After talking to founders, builders, and researchers involved with AI from the most recognized organizations to the obscure, I've noticed two schools of thought emerging when it comes to how artificial general intelligence will develop:
Integrated: This school of thought believes that there will be one model to rule them all. This integrated view supposes that with sufficient training and research, a general purpose model will be born, ready to handle anything we throw at it.
Modular: A belief that AGI will be modular and through composability we'll have AI that can call upon an arsenal of tools, plugins, and workflows to carry out a generic task.
In this post, I will present the usual assortment of thoughts, analysis, and predictions on this topic. This time, it'll all be pre-summarized for maximum digestibility1.
They can coexist
Just like how we live in a world with integrated Apple and modular Android devices, I believe there's enough room for two approaches to AGI. One thing we should acknowledge is that while AGI is defined as the ability for AI to carry out any intellectual task a person can, it does not mean that the specific flavour of AGI is efficient at doing all tasks. In other words, AI may specialize and we might find some tasks more suited for an integrated approach and others more suited for a modular approach. OpenAI has shown that they have an appetite for juggling both as they've just announced a more powerful GPT-4 model (integrated) and extensible ChatGPT plugins (modular).

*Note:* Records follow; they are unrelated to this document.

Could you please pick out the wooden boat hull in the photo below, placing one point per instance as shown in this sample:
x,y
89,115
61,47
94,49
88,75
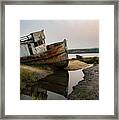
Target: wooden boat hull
x,y
55,55
56,83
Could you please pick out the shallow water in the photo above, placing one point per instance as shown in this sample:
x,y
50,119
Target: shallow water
x,y
54,87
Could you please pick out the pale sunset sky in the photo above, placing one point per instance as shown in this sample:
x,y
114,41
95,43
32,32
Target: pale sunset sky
x,y
78,33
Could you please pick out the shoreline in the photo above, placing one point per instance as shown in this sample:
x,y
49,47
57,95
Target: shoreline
x,y
88,88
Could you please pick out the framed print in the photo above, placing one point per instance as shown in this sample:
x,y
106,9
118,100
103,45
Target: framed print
x,y
59,60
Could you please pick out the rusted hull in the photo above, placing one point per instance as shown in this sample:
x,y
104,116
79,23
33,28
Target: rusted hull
x,y
56,55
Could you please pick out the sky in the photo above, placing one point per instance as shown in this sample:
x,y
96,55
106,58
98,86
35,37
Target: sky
x,y
78,33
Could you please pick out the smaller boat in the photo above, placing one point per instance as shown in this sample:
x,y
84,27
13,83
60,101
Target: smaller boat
x,y
55,54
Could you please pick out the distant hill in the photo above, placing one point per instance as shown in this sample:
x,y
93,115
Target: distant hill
x,y
81,51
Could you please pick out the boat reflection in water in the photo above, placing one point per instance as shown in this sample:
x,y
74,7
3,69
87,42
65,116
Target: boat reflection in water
x,y
50,87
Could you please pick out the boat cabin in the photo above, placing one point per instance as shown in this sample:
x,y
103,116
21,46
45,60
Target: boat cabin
x,y
33,43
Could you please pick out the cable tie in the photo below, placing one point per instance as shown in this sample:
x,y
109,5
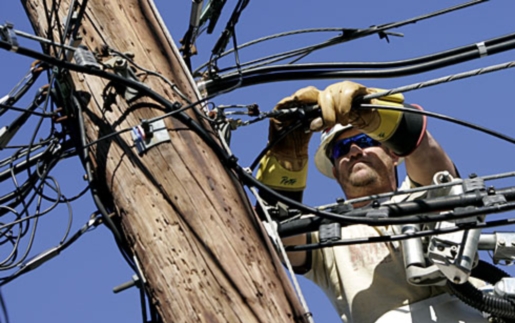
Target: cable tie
x,y
141,132
482,49
136,134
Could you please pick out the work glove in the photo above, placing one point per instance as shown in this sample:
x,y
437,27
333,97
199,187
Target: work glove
x,y
399,131
285,165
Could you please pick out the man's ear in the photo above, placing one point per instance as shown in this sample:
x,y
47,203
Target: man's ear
x,y
396,159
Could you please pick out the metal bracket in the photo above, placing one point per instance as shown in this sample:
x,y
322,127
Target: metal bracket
x,y
121,67
147,135
330,232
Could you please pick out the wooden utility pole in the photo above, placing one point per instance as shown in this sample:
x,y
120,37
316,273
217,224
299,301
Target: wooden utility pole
x,y
186,219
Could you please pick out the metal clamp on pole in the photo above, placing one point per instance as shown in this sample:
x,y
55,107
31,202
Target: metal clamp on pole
x,y
8,35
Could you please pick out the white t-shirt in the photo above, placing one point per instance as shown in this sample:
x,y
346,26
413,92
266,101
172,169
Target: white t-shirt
x,y
365,281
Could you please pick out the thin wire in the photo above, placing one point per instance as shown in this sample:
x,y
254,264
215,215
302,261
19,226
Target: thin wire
x,y
286,260
445,79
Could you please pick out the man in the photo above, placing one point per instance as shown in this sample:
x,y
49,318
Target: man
x,y
361,149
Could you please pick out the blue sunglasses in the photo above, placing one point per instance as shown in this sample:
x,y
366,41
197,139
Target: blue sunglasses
x,y
342,147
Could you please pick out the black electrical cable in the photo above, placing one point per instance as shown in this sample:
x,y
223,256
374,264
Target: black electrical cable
x,y
352,34
280,73
400,237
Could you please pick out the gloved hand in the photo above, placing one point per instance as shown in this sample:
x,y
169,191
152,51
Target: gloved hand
x,y
285,165
399,131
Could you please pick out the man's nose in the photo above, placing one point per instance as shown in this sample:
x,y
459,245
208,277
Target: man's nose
x,y
355,151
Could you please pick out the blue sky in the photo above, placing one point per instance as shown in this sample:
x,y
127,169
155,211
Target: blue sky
x,y
77,285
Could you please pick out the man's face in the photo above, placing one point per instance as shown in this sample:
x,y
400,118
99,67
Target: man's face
x,y
365,171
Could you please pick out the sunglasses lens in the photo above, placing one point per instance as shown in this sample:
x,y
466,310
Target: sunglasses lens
x,y
342,147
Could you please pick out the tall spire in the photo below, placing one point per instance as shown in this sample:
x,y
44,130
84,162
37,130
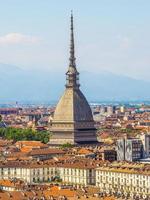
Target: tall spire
x,y
72,75
72,56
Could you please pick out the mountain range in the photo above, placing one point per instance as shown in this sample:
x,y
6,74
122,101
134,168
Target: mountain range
x,y
41,85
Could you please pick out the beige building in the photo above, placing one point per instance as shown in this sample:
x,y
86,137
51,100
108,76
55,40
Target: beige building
x,y
73,121
75,172
125,179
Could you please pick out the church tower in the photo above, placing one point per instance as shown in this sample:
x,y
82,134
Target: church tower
x,y
73,121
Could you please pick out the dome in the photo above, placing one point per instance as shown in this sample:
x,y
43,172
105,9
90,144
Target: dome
x,y
73,106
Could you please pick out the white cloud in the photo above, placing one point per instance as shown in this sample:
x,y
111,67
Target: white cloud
x,y
18,38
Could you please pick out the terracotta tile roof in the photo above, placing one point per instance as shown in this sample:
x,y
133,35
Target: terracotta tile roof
x,y
31,143
84,151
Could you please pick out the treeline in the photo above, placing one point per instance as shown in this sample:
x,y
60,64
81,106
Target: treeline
x,y
16,134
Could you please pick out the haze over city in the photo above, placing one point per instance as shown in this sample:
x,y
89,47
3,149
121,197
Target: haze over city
x,y
112,38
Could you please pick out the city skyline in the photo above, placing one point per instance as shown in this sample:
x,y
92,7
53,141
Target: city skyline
x,y
110,36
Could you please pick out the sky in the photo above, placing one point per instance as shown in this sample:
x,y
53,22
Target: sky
x,y
110,35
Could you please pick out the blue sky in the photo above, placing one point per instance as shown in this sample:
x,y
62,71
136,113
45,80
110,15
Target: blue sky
x,y
110,35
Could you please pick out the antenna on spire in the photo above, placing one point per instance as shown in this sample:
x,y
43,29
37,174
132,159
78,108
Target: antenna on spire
x,y
72,56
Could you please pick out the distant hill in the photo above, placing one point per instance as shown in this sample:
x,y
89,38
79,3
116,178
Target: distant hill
x,y
22,85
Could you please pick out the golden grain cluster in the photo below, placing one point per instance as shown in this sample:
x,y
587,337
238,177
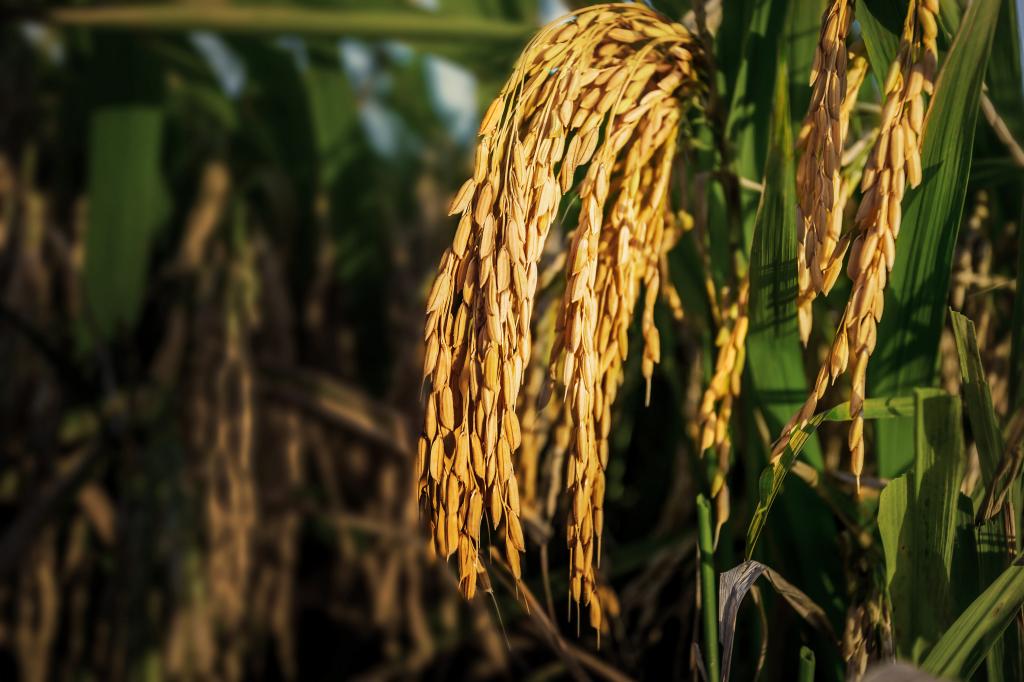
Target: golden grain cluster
x,y
593,107
819,218
893,163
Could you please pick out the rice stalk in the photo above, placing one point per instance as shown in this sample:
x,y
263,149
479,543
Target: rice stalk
x,y
716,406
600,89
820,145
893,163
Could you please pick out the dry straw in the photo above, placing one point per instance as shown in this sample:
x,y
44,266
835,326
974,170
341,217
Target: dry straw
x,y
894,163
602,90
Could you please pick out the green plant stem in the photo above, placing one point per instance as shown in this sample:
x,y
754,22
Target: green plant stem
x,y
276,19
709,588
806,665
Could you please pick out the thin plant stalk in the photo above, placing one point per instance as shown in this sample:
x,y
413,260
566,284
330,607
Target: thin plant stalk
x,y
709,588
806,665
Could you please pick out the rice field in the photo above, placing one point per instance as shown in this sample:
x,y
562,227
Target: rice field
x,y
505,339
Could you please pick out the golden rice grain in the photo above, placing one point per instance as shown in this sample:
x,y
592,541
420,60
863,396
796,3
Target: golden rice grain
x,y
894,163
600,90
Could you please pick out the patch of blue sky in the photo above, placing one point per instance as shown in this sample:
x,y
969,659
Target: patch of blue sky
x,y
227,68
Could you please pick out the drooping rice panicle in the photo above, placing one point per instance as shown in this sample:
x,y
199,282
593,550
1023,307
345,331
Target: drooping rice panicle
x,y
894,163
820,146
602,90
716,406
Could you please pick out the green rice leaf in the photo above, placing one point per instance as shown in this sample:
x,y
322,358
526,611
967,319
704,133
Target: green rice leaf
x,y
977,397
127,204
770,483
918,523
915,299
773,343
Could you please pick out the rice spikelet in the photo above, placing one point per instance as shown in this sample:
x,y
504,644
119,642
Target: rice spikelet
x,y
600,89
894,163
820,146
716,406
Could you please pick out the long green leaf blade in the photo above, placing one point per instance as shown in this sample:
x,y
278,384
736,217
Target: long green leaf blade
x,y
915,299
963,647
918,523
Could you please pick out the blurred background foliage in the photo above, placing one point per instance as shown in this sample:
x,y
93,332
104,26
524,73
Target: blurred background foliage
x,y
217,225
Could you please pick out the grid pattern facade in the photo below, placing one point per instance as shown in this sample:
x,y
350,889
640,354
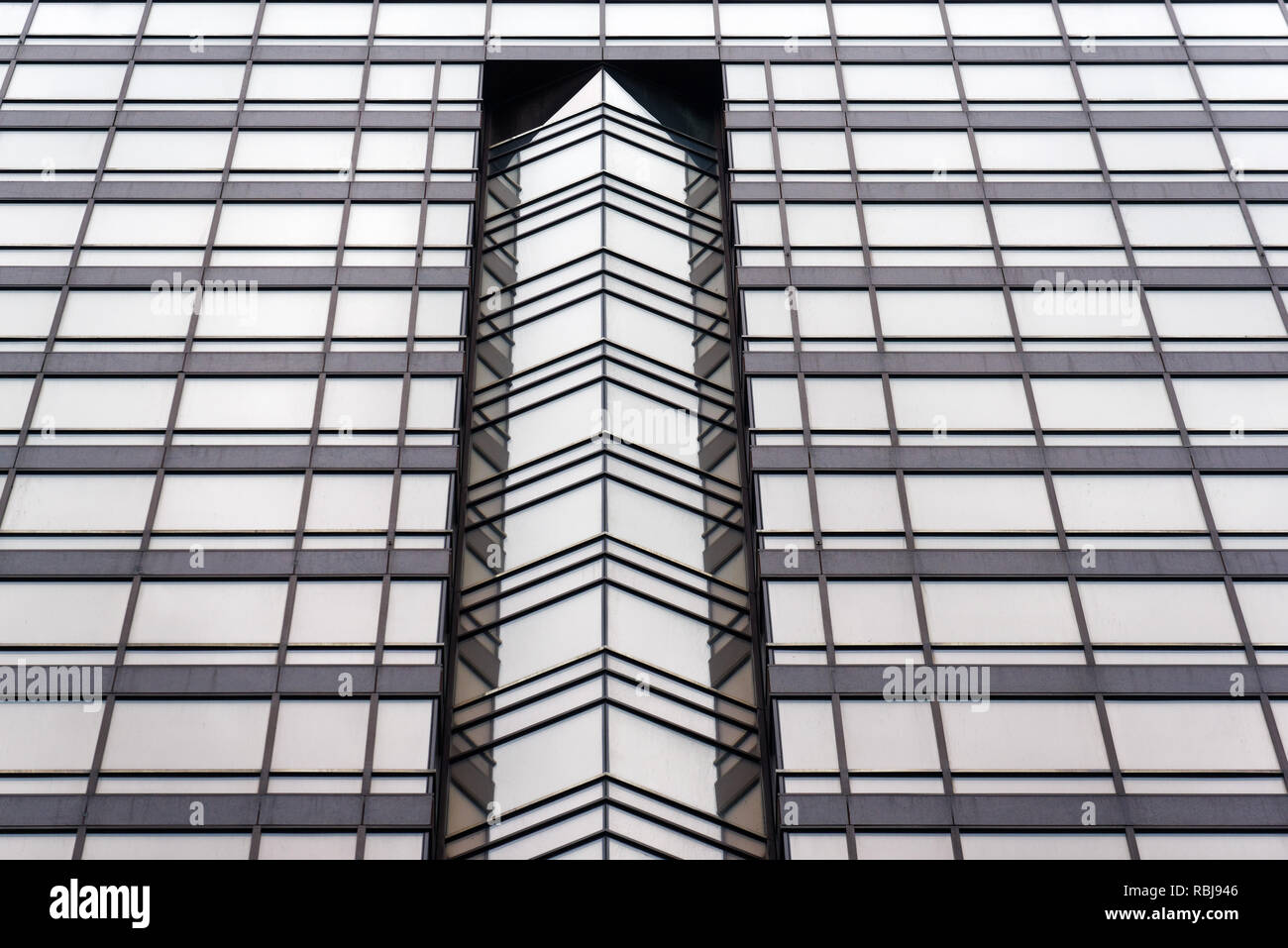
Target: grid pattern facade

It's really a spectrum with tradeoffs
The distinction between the integrated and modular approaches is not actually rigid. As with most spectrums, the extreme ends don't work in practice either. The feasibility of building everything into one model is questionable as baking everything in one model would likely require incredible computational complexity and scaling challenges. Perhaps computation and scaling are achievable with advances in quantum computing but an integrated model will also need vast amounts of data which is becoming more difficult to obtain in a world where everyone is wary about what all the AI models are vacuuming up.
Putting aside the concerns of feasibility, the mere existence of one model to rule them all is impractical. An integrated superintelligent model would need a vast continuous feed of knowledge and the ability to adapt to perform any given task. There are two major issues with this:
It'll be inefficient and expensive to tap an all-knowing AI to turn on your light bulb
It's very dangerous to have one all-knowing and powerful black box model that can't be reasoned with
The other extreme looks elusive as well. A modular approach may suffer from diminishing returns with more components added. In a maximally modular system, the complexity of managing countless specialized components would make it difficult to maintain efficiency and coherence. It’s possible that the individual modules may struggle to communicate effectively or work harmoniously with each other, creating additional bottlenecks and latency.
ChatGPT Plugins are being compared to the App Store but there’s a whole new challenge for these kinds of AI app marketplaces. Plugins open up vectors for prompt injection and attack. A marketplace provider also needs to ensure that all the plugins play nice with each other. Finally, from a user’s perspective, writing effective prompts for an initial model to communicate with and prompt modules introduces a whole new level of complexity – similar to a game of broken telephone.
Modular AGI will come first
My belief is that AGI will appear on our screens from the modular side of the spectrum first. It'll incorporate the best aspects of foundational models, like GPT-4, which can be further extended with retrieval abilities and access to browsers, code, and APIs. This hybrid approach would allow for the adaptability and wide-ranging capabilities of an integrated foundational model while still getting the most out of the focused expertise of modules.
Foundational models will continue to be important in the modular approach as there are a few key reasoning steps needed to orchestrate everything. First, the foundational model needs to interpret and break-down the initial prompt into smaller problems that modules can solve. Then, the foundational model needs to route tasks to the appropriate modules. Finally, the foundational model needs to synthesize and assemble a response or request additional information from the user.
It remains to be seen how important the specific provider of the foundational models will be. Some are claiming that large language models (LLMs) are going through a Stable Diffusion moment as fine-tuned LLM models like Alpaca are prancing out in the wild on phones and laptops rather than being fenced in servers. Apple, the most valuable company in the world, is also throwing its weight into better local hardware and optimizations to run AI models.
It'll be a wild ride
My personal obsession with All the AI started in late November and it hasn't slowed. Companies, both big and small, and hackers from all corners of the world are building and more importantly, they are shipping. There'll be no shortage of progress.
My English-as-a-third-language parents were having a hard time following my last couple crazy posts. This one is for you dad!